Through international cooperation. In a typical case last year we were supported by Japanese and Canadian maritime patrol aircraft when we were out searching for illegal vessels. A Coast Guard cutter found a Chinese ship, came up alongside, and asked them to identify themselves. The ship's master failed to stop, but then all of a sudden he heard the Chinese fisheries enforcement officer who was riding with us tell him in his own language to stop, and that was very effective. We went onboard and found they were using illegal drift nets. We escorted the ship to China, where it was seized and the nets were destroyed.
Going back to climate change, what other implications does that have for your day-to-day work?
Any rise in sea levels is going to have implications for anybody who lives and works around the coastline. We're putting a lot of time and effort into trying to understand this better.

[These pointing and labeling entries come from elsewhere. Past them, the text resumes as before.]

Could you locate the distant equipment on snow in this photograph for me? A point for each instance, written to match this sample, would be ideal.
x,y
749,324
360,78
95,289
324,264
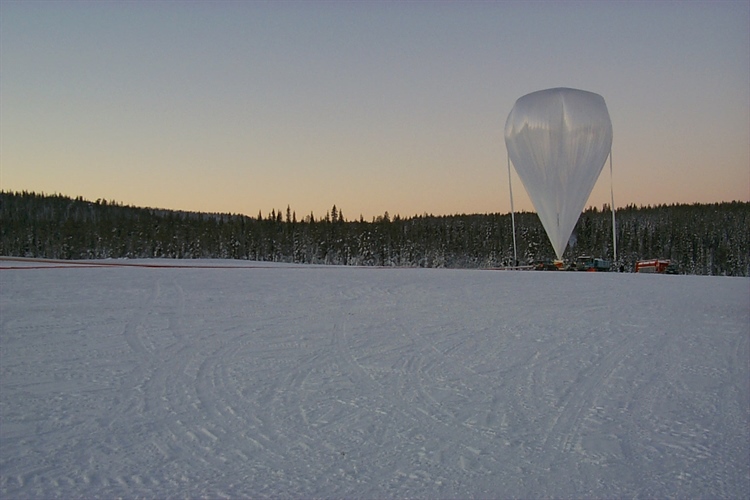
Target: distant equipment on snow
x,y
558,141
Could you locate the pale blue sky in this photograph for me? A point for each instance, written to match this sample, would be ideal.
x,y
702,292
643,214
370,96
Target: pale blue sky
x,y
373,106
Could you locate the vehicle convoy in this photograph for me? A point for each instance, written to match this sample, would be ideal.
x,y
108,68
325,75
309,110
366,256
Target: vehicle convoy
x,y
658,266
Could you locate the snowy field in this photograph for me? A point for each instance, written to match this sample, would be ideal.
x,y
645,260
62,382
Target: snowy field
x,y
235,379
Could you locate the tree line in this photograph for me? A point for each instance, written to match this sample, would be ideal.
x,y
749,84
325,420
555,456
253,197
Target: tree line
x,y
707,239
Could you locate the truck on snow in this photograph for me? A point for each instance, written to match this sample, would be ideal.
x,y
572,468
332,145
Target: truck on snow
x,y
657,266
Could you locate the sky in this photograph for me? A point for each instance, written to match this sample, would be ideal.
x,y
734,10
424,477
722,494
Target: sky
x,y
247,107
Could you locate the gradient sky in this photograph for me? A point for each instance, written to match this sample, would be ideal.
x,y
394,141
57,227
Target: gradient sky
x,y
383,106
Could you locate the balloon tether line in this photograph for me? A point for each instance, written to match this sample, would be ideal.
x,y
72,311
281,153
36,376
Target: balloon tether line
x,y
612,195
512,216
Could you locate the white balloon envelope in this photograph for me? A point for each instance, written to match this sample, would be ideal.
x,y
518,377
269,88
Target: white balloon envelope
x,y
558,140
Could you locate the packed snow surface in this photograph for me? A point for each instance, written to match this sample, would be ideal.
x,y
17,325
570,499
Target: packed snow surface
x,y
224,379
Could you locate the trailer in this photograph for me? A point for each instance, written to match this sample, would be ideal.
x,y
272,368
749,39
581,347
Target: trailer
x,y
591,264
656,266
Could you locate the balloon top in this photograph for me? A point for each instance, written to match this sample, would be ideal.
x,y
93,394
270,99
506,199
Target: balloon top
x,y
558,140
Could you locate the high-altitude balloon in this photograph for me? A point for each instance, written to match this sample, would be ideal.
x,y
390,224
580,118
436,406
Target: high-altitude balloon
x,y
558,140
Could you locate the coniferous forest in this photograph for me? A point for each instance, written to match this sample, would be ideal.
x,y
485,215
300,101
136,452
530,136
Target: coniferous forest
x,y
706,239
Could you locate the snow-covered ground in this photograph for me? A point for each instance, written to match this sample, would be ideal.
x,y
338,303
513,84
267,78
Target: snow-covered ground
x,y
235,379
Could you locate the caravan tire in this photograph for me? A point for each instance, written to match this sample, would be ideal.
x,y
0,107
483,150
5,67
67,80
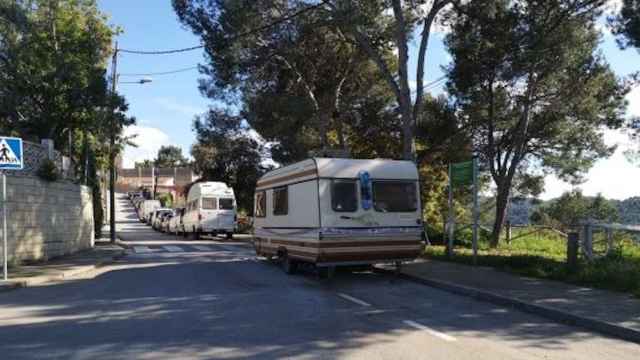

Dr. [John] Holdren, head of the White House Office of Science and Technology Policy, gave a real insightful speech at our World Maritime Day event in New York last October. He said that in relation to climate change you have three choices. You can suffer, you can adapt, or you can manage. I'm in the latter camp-I'm for those last two.
How did you get interested in the environment in the first place? Was it something in your childhood?
I'm the son of a retired Coast Guardsman. I went to elementary school in Ketchikan, Alaska, and got a pretty good appreciation for nature and how the environment shapes the way we live. When I was in junior high my dad was assigned to a maintenance team working on the lighthouse at Point Cabrillo in northern California, and while he was there I went wading in the water with a crowbar and a gunnysack and collected abalone. That's something you would not see now because the abalone has been overfished.